Tuesday, May 11, 2010

senegal sugar content

The other day, I ran out of muesli.  So, for breakfast, I ate a white spongey baguette with perfumed honey and had a mug of Nescafe (2 spoonfuls instant coffee, 1 spoonful powdered milk, 3 sugar cubes).  Later, Carlee and I shared some candy hearts as we wrote our papers.  At lunch, we had stir-fried rice with some beef, onion sauce, and shreds of carrots and tomatoes.  We went on to make ataaya--about 250 grams of sugar involved in that process--and munched on some cookies.  Then 2 mangoes.  And dinner was ngalax, the peanutty sugar-bouye-millet mix.

Making ataaya.  Pouring in the sugar--a shot glass and a half for each stage of tea-making.

Why relate all this?  To try and communicate how much sugar gets eaten in Senegal.  In short, it's SO MUCH SUGAR.  And so many carbs--white rice, white bread, white pasta.  And so few vegetables.

The lack of fruits and veggies in the standard Senegalese diet is pretty baffling to most of us American students, because there is a bounty of fresh produce sold from tiny stands every corner here.  Yet veggies only make a minor appearance in ceeb u jen, the Senegalese national dish of fish and rice...more like rice, fish, and one (1) carrot, one (1) eggplant, one (1) manioc root, and one (1) head of cabbage, all of rather modest size.  And as for fruit, any kind of fruit, it's a dessert item.  Yet everywhere there are apples, bananas, pears, mangoes, cantaloupe, avocados...and they're cheap!  Affordable!  So, why can't we have a salad?

Because culinary stuff is cultural, of course.  Balsamic vinaigrette is not part of what most Senegalese people know how to make and what most Senegalese people want to eat (even with that snooty French influence).  And the Senegalese have already gone through one national cuisine shift, from millet- and sorgum-based dishes to rice-based, which happened around the time of colonization--from 16th - 19th centuries, when everything gets messed up in Africa.  The French tried to get their federation of colonies (Afrique Occidentale Francaise) to produce cash-crops, not food-crops, radically changing the subsistence farming that had been practiced before that point, and thus changing the eating habits of their indigenous "subjects."  And things have gotten trickier from there; these days, Senegal is excruciatingly dependent on imports of rice, sugar, and gas.  To address this national vulnerability, President Abdoulaye Wade has announced an (overly?) ambitious plan for Senegal to grow its own food.  I wish him, and Senegal, luck.

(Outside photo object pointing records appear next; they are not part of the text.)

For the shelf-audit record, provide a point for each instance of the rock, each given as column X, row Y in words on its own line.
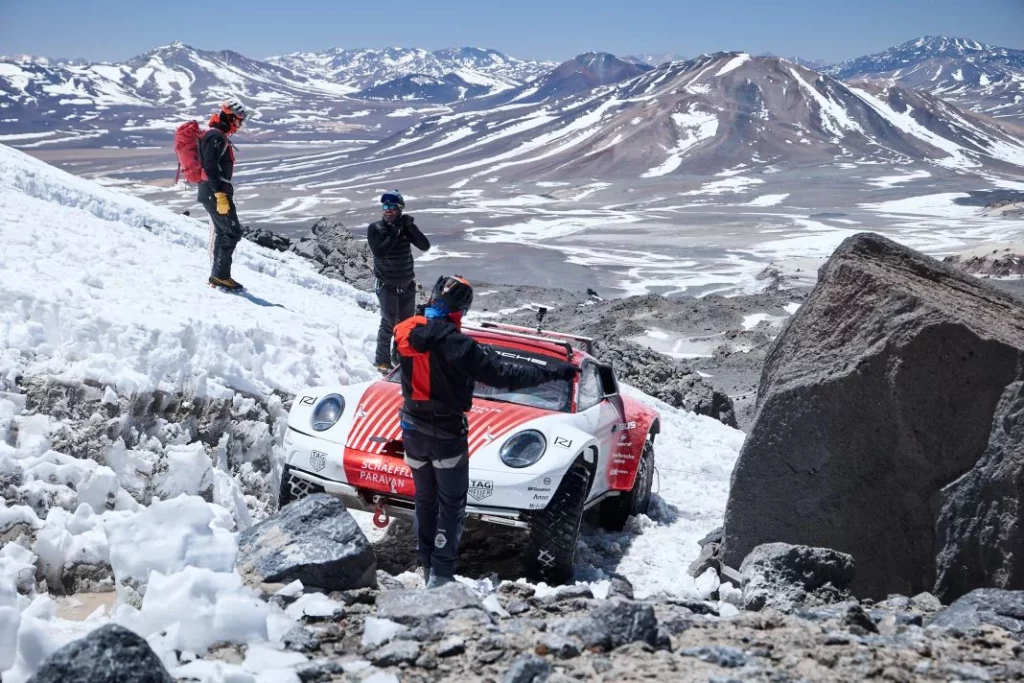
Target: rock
column 266, row 239
column 858, row 621
column 313, row 540
column 788, row 578
column 665, row 378
column 621, row 587
column 388, row 583
column 109, row 654
column 980, row 529
column 1001, row 260
column 559, row 646
column 427, row 660
column 926, row 602
column 861, row 418
column 526, row 669
column 300, row 639
column 723, row 655
column 984, row 605
column 712, row 537
column 411, row 607
column 451, row 646
column 612, row 624
column 338, row 253
column 396, row 652
column 517, row 607
column 568, row 593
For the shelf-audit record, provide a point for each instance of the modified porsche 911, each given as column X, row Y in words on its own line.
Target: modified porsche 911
column 539, row 457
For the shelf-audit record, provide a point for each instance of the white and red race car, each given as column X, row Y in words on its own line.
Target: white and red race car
column 539, row 457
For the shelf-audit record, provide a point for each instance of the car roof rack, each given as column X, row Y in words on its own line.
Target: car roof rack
column 485, row 327
column 542, row 335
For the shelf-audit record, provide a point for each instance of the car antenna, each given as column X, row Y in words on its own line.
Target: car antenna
column 541, row 312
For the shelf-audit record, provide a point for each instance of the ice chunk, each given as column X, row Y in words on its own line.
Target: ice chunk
column 10, row 620
column 379, row 631
column 206, row 606
column 708, row 583
column 169, row 536
column 188, row 471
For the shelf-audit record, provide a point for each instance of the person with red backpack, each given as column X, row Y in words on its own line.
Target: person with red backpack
column 209, row 159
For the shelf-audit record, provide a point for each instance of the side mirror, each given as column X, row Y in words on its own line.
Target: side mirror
column 609, row 385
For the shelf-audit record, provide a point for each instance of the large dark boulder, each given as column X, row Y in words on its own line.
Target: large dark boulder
column 879, row 393
column 313, row 540
column 110, row 654
column 788, row 578
column 981, row 519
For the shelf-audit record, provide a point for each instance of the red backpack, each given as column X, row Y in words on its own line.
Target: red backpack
column 186, row 139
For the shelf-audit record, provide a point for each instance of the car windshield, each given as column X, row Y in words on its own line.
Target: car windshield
column 553, row 395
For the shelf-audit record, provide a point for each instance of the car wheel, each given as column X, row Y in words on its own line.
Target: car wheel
column 292, row 488
column 615, row 511
column 553, row 531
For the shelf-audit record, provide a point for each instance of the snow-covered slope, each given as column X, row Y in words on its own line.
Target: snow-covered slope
column 973, row 75
column 111, row 342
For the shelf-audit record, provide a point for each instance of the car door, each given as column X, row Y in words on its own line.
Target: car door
column 602, row 421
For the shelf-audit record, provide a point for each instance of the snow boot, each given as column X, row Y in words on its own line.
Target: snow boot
column 437, row 582
column 226, row 284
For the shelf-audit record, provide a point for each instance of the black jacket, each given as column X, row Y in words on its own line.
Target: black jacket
column 391, row 245
column 217, row 156
column 439, row 370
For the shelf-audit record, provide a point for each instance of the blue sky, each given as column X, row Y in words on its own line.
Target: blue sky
column 116, row 30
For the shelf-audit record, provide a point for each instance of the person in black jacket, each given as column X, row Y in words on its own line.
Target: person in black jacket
column 439, row 369
column 390, row 241
column 216, row 193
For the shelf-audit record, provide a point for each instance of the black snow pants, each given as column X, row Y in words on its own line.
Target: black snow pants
column 397, row 303
column 440, row 471
column 225, row 232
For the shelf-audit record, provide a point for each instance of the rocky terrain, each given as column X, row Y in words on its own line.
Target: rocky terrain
column 721, row 382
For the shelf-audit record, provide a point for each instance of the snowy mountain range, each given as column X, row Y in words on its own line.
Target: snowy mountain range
column 707, row 115
column 368, row 95
column 972, row 75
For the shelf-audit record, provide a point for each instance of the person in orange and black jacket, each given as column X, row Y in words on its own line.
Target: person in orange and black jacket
column 439, row 369
column 216, row 191
column 390, row 240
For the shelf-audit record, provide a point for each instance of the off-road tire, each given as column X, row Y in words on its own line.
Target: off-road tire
column 293, row 488
column 553, row 531
column 614, row 512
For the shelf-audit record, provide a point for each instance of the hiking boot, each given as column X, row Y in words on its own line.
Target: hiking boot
column 437, row 582
column 224, row 283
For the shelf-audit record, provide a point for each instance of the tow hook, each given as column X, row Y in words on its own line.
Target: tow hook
column 381, row 517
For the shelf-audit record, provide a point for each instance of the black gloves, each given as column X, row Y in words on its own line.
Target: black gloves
column 562, row 371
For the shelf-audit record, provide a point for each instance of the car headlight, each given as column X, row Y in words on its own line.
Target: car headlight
column 524, row 449
column 328, row 412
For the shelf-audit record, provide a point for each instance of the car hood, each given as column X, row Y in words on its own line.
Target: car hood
column 375, row 420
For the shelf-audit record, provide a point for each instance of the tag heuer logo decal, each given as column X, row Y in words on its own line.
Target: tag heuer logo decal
column 317, row 460
column 480, row 489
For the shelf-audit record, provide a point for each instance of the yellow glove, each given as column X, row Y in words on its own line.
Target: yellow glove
column 222, row 204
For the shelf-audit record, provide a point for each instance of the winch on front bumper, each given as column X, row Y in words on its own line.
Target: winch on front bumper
column 297, row 483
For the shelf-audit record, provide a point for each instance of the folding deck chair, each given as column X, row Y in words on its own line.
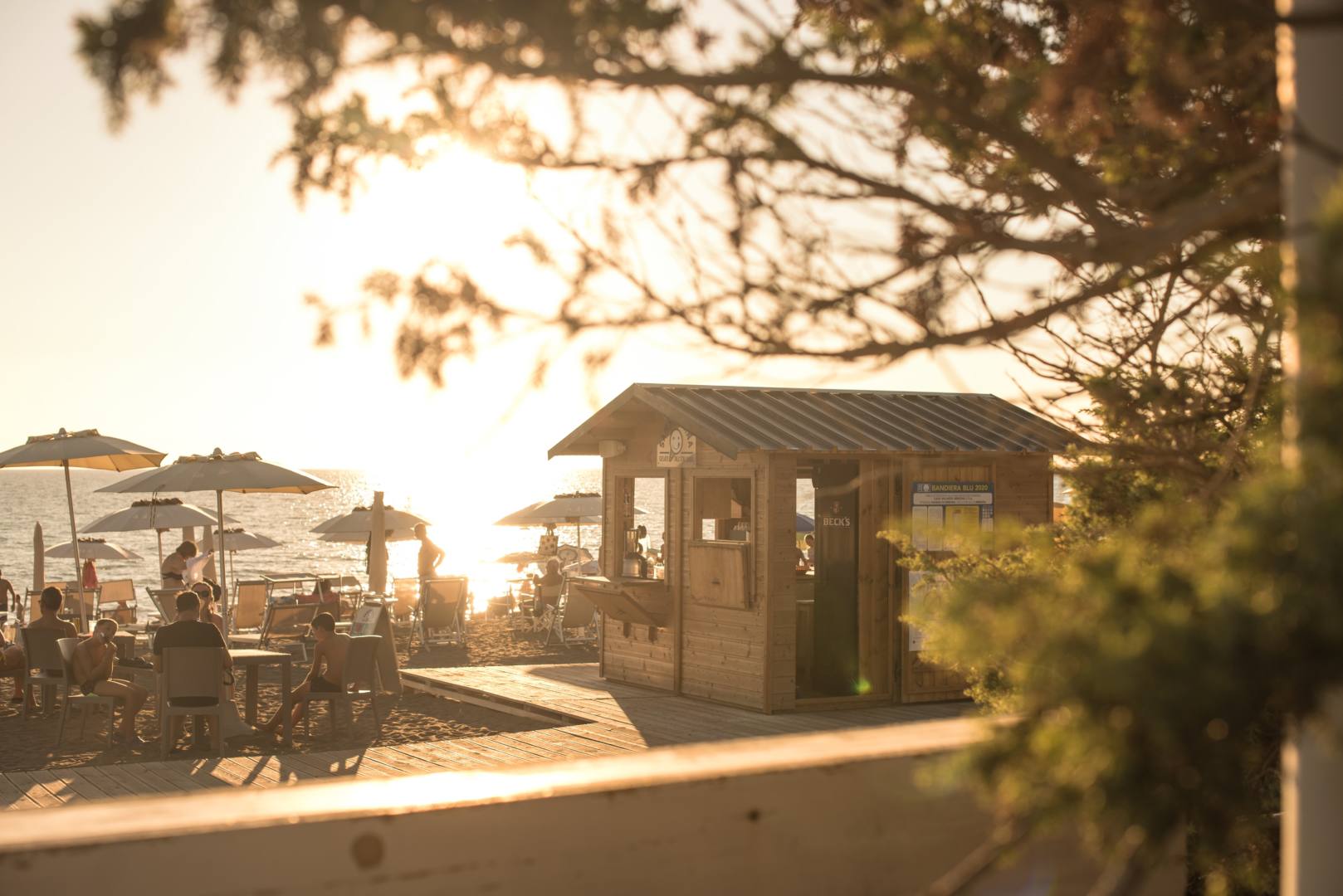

And now, for some characteristically Senegalese dishes.  I don't know how to make any of them...yet?

  • Ceeb u jen / thieboudienne (that's Wolof / French).  Already described it above.  It comes in "rouge" (red), where the rice has been cooked with tomatoes, and "blanc" (white), where the rice is...not cooked with tomatoes.
  • Soup u candia.  Gumbo-style gooey sauce made with okra and palm oil.  Served on top of white rice with fishy items and sometimes with beef.  The only Senegalese dish I really can't eat.
  • Couscous.  Not the Moroccan kind, but the Senegalese version, made with finely-ground millet.  Many people don't like it, saying that the dry, sandy texture is too much to be endured, no matter how good the sauce that covers it.  Usually made with beef, not fish.
  • Yassa.  Thick onion sauce, made with lemon and mustard.  Delicious.  Served with fish, chicken, and beef.  The onions that I eat in yassa probably constitute 80% of the veggies that I have eaten during these 4 months in Senegal.
  • Mafe (pronounced maff-ay).  Thick peanut sauce, with palm oil.  Served on top of white rice, with some chunks of potatoes and carrots.  Heavy, but oh-so-satisfying.
But, back to sugar.  My host mother is a diabetic, and diabetes is a huge problem here; the daily diet of sweetness is the most obvious reason.  My host sister has a toothache, and probably a cavity, but she's afraid of the dentist like the rest of us.  And who knows about dental insurance, anyway?

Sometime soon, I will document the incredible diversity of cookies that I've had in Senegal that don't exist in the States.  Stay tuned.

One week.  This is all going too fast.